Analog to VoiP
Making the switch to VoIP?
Before you ditch your old analog phone service, here’s what you need to know.
VoIP, or voice-over-IP, is the result of cutting edge breakthroughs in IP telephony. The technology has the potential to allow consumers to slash their monthly phone bills, eliminate toll charges and leverage next generation calling features that were once out of reach to those with limited or restricted budgets.
Despite that cornucopia of potential benefits, migration isn’t as easy as plug-and-play. Migrating to VoIP from analog without first addressing the basics could be a costly mistake.
Here are a few of the things that you will need to know prior to switching to VoIP.
You may not be able to get rid of all of you analog line.
For businesses that use alarm systems, entrance door sensors, standard fax machines (not eFax), or other devices or functions that necessitate the use of analog phone lines it will likely be required to maintain some sort of analog / VoIP hybrid system in order to continue to support these systems. Luckily, the majority of VoIP solutions providers are well equipped to create this type of combination system with the use of special expansion cards or adapters.
That being said, there may be ways to replace these old analog devices with VoIP or Ethernet-powered devices that carry out the same functions. In most situations, upgrading the hardware to make it IP-ready is often more cost effective in the long run than continuing to pay to maintain the dated systems or devices would be.
You may need to update your office wiring.
If your physical office space and its wiring was designed more than a decade ago, you likely installed several runs of a CAT 6 wiring leading up to every workstation. And, that is okay if you’ve installed multiple wires and still have some freely available. VoIP runs off Ethernet. Certain VoIP systems can ‘share’ and Ethernet port between the computer and the phone, however, it is almost always best to power the phones through a separate network that can be independently managed and provision specifically for voice applications. It is beneficial to confirm that each port can be deliver power over Ethernet to avoid the need of having to plug the IP phone into the wall.
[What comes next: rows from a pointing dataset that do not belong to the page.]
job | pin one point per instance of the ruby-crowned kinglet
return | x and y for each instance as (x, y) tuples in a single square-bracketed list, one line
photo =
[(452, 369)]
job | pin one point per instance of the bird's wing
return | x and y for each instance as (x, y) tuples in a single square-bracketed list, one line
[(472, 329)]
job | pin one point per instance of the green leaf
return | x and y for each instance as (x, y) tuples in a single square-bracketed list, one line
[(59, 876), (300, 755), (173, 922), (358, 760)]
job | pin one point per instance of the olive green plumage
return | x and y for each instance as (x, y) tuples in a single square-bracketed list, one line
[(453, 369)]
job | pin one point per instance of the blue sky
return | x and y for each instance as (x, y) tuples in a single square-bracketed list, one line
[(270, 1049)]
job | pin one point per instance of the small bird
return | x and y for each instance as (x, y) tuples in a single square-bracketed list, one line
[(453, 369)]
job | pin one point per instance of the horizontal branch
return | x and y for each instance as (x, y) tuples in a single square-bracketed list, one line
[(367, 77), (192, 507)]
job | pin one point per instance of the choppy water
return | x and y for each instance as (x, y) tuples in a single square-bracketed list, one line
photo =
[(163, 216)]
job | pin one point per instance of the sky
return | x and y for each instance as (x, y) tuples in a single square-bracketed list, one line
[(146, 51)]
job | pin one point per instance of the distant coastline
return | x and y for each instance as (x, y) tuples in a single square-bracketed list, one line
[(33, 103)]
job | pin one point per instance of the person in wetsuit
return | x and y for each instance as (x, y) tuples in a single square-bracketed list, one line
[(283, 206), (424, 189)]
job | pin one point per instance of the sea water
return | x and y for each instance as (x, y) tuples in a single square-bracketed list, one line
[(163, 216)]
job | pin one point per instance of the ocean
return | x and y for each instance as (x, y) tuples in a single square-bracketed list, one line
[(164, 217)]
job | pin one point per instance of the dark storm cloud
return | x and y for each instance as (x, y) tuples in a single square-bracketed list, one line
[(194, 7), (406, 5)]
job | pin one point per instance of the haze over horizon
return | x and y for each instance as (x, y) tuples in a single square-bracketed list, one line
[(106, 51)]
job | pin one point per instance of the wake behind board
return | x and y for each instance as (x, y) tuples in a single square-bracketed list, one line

You might need to upgrade switches and network infrastructure in order to achieve service quality and support traffic demand.
Regardless of whether or not your office wiring is capable of supporting a separate voice network, you will still need to determine your current data network traffic demands and whether or not you will require an additional device to separate voice traffic – such as a virtual LAN.
VoIP systems put strain on wide-area links, making it a vital success factor to understand typical traffic patterns, especially during peak usage times. You will need to uncover potential QoS issues and understand how these issues are managed over WAN links in order to effectively prioritize voice traffic and maintain a high level of call quality. Network switches should be examined as well. In certain situations, there may be bottlenecks that weren’t previously noticed when used in a data-only environment that might become problematic with the introduction of voice traffic.
Not all VoIP systems support remote offices.
One of the biggest factors that draws businesses with multiple office locations and remote users to VoIP is the ability to instantly connect dispersed workers to the corporate phone system. Advanced ‘softphone’ applications that can be accessed from any computer and certain smartphones can mimic the effect that an employee is making a call directly from inside the business even if they are stationed elsewhere. Not all systems support this type of function. Depending on how you’ve configured and setup your VPN and / or firewalls, you may have to examine multiple VoIP systems before you find one that does everything you need it to.
You need VoIP if you want a true unified communications system
The quest of a truly unified communications structure is not new, nor is it restricted solely to VoIP. However, VoIP is an excellent foundation for a complete unified communications system. That being said, it is possible to create such a solution using an analogy system – however, you probably wouldn’t want to. It is significantly harder to achieve the kind of results you would expect using analog lines because they are not nearly as flexible as VoIP.
Leading manufacturers and developers have been making great traction adding unified communications functions to their IM and email platforms, however, it is up to you to take the time necessary to develop a concise understanding of what additional software or add-ons might be required for both the email and PBX systems to enable such features. In a perfect scenario, you would want your IM client to know when you are on the phone or when you are able to accept a call or when calls should be directed to voicemail or another number or location.
Switching to VoIP presents small and mid-sized businesses in particular with a competitive-edge and allows them to reap the rewards of a feature-rich communications powerhouse that was previously out of their reach. However, it is important to fight the urge to take the leap blindly, despite the promise of huge returns. Before switching, understand your business needs, determine your expectations and carefully measure your network capabilities and peak usage rates in order to ensure that you receive the greatest quality of service possible for your investment.